I don’t. The only thing I know is what we initially talked about, when I had my first meeting with Vince. We’re doing something – it wasn’t his words, but my assessment –something that’s never been done on television: to completely change a character from one type of person to another. That’s never happened in a series. Certain experiences will change how someone looks at things and reacts to them, but to completely change from a mild-mannered chemistry teacher to become a drug kingpin murderer…is it possible? Quite frankly, we don’t know. We have set the hook. The audience seems to relate to Walt and what he initially attempted to do: provide for his family. We understood his plight as a human being, an everyman trying to do what’s right, trying to make a living. And now he’s changing. Will the audience spit the hook, or will they be pulled into the boat? We just don’t know. And that is exciting too. Just like the show itself, the concept of the show is unpredictable. We really don’t know if it will fly. And that’s exciting and dangerous.

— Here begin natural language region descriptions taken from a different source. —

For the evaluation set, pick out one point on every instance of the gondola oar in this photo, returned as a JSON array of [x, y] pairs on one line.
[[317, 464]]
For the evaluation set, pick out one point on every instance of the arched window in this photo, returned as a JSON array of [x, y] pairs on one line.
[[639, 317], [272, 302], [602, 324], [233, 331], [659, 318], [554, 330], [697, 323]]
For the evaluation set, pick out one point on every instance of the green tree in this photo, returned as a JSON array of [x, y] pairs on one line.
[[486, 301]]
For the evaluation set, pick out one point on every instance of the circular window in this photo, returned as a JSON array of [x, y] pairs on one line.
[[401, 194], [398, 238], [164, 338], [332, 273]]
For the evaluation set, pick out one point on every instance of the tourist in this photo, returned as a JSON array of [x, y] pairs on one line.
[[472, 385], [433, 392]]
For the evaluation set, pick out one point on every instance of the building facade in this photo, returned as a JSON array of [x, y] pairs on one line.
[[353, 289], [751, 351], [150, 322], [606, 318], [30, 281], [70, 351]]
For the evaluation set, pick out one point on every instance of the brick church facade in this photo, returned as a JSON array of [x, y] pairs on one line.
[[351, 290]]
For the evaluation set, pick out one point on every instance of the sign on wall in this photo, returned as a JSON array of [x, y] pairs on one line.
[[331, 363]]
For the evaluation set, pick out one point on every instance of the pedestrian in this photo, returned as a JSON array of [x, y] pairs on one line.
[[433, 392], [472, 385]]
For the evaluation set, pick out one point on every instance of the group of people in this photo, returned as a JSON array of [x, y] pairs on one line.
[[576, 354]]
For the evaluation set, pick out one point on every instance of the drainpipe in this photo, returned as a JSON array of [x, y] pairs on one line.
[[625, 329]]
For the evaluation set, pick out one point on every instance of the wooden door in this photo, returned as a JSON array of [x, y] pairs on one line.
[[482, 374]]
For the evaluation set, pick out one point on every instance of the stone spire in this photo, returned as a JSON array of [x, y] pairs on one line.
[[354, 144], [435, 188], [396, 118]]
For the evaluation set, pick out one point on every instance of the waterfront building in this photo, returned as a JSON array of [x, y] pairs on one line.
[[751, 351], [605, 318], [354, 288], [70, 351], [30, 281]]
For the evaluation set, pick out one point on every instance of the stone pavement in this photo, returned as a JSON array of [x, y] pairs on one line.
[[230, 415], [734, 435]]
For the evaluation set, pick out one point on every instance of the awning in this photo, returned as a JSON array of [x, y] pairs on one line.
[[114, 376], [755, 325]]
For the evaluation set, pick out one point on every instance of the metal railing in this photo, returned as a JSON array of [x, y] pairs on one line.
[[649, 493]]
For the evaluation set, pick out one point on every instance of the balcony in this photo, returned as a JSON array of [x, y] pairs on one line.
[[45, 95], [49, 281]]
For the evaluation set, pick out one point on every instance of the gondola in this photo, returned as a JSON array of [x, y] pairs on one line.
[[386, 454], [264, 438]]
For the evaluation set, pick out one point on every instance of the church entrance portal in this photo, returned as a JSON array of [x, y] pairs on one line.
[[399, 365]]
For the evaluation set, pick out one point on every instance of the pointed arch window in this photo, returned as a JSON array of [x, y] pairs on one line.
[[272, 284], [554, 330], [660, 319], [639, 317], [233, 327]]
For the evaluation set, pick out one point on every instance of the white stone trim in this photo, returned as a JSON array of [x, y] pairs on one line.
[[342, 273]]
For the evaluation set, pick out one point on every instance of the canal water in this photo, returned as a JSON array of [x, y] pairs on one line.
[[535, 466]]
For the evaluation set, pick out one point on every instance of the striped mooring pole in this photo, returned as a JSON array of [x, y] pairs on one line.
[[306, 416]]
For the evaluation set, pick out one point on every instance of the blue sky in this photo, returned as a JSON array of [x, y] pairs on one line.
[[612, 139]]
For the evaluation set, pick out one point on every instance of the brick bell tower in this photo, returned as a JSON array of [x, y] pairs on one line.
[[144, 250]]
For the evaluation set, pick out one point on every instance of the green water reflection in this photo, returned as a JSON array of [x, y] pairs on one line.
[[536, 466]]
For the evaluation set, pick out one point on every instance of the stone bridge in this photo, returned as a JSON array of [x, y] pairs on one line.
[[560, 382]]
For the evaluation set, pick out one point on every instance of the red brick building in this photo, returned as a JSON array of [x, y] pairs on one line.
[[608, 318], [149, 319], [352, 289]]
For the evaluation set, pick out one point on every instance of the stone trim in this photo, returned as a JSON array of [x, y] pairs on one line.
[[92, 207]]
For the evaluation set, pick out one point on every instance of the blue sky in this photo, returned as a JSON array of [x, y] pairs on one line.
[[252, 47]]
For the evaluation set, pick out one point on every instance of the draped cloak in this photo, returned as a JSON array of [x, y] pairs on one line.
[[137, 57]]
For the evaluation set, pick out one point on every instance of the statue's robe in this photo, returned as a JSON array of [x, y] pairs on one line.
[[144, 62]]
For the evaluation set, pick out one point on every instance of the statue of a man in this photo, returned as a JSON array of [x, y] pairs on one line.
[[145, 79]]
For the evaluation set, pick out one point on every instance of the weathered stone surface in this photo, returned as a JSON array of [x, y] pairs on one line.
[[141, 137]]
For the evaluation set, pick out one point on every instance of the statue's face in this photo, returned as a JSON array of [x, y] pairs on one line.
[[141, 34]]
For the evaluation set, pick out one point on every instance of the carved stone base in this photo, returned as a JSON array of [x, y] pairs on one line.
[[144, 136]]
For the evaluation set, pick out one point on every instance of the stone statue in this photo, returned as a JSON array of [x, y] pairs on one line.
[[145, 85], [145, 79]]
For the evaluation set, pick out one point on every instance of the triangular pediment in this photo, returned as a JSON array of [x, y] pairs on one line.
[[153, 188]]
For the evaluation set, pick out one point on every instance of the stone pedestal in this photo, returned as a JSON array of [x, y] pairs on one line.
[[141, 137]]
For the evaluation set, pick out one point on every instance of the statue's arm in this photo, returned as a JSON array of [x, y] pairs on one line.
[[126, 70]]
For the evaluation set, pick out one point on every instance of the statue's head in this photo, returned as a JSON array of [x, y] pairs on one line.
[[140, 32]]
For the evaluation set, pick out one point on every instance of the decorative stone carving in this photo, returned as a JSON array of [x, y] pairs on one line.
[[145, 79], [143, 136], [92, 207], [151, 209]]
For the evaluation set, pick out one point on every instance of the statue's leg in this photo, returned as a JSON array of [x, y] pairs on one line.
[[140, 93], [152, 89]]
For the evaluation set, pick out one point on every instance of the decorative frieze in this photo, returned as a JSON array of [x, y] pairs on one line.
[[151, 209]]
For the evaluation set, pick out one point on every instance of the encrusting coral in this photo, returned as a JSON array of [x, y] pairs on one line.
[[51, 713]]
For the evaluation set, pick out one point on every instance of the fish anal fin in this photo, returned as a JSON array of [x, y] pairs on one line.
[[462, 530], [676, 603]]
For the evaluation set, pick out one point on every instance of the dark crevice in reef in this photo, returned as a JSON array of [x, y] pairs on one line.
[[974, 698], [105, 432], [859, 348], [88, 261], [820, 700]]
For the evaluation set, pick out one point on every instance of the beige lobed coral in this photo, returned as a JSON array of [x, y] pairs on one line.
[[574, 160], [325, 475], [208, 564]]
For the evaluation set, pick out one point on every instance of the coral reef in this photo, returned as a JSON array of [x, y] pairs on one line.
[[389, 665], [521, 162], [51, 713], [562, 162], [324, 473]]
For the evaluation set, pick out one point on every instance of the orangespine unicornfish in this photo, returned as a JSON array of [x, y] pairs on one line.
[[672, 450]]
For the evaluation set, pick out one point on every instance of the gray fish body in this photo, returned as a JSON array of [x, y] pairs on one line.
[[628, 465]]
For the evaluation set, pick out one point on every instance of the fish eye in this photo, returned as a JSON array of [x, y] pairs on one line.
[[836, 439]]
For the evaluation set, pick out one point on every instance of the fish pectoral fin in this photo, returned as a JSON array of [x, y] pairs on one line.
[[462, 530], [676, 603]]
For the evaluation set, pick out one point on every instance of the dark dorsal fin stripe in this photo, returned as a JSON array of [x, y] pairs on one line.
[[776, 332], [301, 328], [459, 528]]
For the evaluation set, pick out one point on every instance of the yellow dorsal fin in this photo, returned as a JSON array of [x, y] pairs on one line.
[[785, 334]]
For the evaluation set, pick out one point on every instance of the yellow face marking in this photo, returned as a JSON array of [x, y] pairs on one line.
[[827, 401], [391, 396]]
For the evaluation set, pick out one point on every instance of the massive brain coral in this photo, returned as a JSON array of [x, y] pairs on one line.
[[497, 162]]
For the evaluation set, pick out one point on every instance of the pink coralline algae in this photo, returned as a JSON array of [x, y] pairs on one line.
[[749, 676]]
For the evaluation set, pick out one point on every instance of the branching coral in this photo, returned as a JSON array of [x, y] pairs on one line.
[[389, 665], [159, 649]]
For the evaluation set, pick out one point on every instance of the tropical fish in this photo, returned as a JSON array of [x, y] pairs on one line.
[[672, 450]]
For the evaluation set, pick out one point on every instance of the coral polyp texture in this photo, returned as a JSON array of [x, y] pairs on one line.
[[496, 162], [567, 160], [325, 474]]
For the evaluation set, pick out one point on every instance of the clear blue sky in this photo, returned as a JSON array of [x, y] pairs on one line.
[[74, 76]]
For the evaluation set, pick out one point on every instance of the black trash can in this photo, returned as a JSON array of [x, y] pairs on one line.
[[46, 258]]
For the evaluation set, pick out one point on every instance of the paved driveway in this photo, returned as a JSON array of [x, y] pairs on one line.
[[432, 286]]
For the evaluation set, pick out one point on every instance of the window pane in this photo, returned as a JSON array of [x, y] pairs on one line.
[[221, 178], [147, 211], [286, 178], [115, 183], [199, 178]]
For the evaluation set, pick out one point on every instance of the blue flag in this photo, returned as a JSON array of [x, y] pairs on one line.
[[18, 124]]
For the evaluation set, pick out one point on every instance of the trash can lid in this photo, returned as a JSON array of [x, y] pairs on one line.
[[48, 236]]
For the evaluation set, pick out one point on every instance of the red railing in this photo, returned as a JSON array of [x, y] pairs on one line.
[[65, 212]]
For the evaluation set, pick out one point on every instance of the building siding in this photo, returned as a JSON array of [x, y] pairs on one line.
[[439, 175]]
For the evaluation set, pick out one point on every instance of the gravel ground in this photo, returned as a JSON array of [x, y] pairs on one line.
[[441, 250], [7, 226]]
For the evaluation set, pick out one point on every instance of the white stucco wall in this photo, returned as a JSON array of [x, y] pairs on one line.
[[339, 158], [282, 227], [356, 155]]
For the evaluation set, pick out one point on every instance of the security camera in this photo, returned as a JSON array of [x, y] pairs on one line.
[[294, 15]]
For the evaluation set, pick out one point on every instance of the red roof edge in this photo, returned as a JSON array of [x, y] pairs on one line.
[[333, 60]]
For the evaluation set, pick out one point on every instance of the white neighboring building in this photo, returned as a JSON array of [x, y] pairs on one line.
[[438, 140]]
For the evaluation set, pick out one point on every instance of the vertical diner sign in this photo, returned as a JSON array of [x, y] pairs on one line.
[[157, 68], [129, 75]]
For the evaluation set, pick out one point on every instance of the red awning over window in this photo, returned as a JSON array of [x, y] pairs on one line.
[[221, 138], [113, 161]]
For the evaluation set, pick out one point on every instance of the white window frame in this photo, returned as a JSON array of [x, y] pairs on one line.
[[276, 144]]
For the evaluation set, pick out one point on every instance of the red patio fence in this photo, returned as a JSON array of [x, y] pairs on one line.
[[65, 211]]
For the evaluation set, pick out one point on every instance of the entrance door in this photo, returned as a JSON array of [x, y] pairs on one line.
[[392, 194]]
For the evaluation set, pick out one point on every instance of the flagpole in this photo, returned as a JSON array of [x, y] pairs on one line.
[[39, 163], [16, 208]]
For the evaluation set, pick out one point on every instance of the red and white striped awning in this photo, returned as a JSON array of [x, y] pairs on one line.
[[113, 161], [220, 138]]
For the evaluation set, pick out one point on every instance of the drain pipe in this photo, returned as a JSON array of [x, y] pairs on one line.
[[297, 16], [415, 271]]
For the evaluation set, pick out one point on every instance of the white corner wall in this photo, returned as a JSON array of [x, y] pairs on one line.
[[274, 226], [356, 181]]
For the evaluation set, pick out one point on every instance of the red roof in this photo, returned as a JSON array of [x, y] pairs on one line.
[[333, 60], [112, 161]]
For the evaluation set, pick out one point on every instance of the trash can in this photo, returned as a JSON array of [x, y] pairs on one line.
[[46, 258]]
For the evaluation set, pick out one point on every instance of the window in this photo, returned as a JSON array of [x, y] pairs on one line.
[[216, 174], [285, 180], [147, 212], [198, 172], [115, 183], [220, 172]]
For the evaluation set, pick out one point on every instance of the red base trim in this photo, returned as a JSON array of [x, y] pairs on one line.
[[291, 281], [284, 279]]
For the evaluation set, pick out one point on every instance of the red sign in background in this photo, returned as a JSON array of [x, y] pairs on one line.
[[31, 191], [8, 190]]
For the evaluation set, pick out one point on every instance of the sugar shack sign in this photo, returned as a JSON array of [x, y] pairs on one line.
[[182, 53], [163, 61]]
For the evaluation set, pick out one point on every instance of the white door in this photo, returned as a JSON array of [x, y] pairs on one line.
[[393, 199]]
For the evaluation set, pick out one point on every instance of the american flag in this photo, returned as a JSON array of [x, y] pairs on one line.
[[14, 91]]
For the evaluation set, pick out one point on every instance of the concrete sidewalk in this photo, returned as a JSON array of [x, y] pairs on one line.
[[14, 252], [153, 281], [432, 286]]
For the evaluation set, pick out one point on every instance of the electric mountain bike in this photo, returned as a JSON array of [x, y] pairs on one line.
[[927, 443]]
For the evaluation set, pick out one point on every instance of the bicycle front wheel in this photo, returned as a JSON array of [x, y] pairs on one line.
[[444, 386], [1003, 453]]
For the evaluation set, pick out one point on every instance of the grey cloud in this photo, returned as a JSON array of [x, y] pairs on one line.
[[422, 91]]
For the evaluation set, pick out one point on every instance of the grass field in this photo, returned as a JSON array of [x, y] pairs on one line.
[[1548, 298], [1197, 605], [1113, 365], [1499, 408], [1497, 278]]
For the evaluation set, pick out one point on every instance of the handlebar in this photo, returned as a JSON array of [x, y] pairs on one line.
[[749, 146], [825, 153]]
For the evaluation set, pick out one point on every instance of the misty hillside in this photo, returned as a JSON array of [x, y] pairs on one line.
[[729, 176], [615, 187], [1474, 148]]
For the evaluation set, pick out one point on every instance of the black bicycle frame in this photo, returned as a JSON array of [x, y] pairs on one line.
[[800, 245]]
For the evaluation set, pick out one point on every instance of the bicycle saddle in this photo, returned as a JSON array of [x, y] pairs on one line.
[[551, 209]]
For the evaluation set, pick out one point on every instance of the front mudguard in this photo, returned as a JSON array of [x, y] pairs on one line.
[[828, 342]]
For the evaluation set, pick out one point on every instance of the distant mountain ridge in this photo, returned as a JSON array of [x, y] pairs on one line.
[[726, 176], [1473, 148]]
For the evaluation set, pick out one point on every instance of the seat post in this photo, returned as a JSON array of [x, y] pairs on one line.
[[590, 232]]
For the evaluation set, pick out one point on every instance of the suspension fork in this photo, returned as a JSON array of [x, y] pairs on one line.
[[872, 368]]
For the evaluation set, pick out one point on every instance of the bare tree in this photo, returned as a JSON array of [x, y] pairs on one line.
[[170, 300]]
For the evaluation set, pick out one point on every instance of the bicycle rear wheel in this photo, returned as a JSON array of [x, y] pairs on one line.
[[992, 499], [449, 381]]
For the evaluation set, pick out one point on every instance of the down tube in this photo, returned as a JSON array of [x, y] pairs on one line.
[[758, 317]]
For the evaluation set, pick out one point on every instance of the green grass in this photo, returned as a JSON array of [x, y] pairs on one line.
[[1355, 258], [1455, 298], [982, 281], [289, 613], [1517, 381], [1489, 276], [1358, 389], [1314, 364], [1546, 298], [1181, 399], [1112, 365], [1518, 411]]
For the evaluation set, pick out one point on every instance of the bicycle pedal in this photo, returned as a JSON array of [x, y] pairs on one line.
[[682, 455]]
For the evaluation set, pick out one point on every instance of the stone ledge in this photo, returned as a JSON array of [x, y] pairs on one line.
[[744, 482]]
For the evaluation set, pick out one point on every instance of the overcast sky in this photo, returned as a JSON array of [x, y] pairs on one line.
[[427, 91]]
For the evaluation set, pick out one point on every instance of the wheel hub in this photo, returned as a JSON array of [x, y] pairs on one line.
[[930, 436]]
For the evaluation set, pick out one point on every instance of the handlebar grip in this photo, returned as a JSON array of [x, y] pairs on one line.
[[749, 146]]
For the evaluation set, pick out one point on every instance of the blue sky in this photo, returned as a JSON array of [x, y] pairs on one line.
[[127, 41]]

As an actor, is that an interesting space to be in: a story with a clear trajectory that could also veer off in any direction?
In the larger context, you have a bracketed overview of where this character is going, and who he’s going to become. There is no road map. We’re finding our way — and when I say we, I mean “Vince.” I know the endpoint. I have no clue how I’m going to get there. And I don’t want to know. I’ve never asked Vince, “Okay, what’s happening this season? Where’m I gonna go, What’m I gonna do?” Honestly, he doesn’t know either! He may have an idea of what he may attempt, but so many things happen, and different characters come into play. The addition of Bob Odenkirk as Saul, Giancarlo Esposito as Gus, and Jonathan Banks as Mike the PI, has changed the tone somewhat, justifiably. It’s such a wonderful thing. Reading each episode’s script is like getting into a really good chapter every night of a book you can’t wait to get to at night. You get into bed, like, “Ahh, what’s gonna happen now?” You look forward to it.So you’re looking forward to many more years of shaving your head?
As a character actor at heart, I welcome the idea of completely looking this way. Thin, and bald, and now with this Van Dyke facial hair. If people know me as this bald-headed guy, with glasses and the look of consternation on my face, then when I’m not doing that show, I grow my hair back, I completely look different, I can do other things. It’s a way for me to able to hide in plain sight.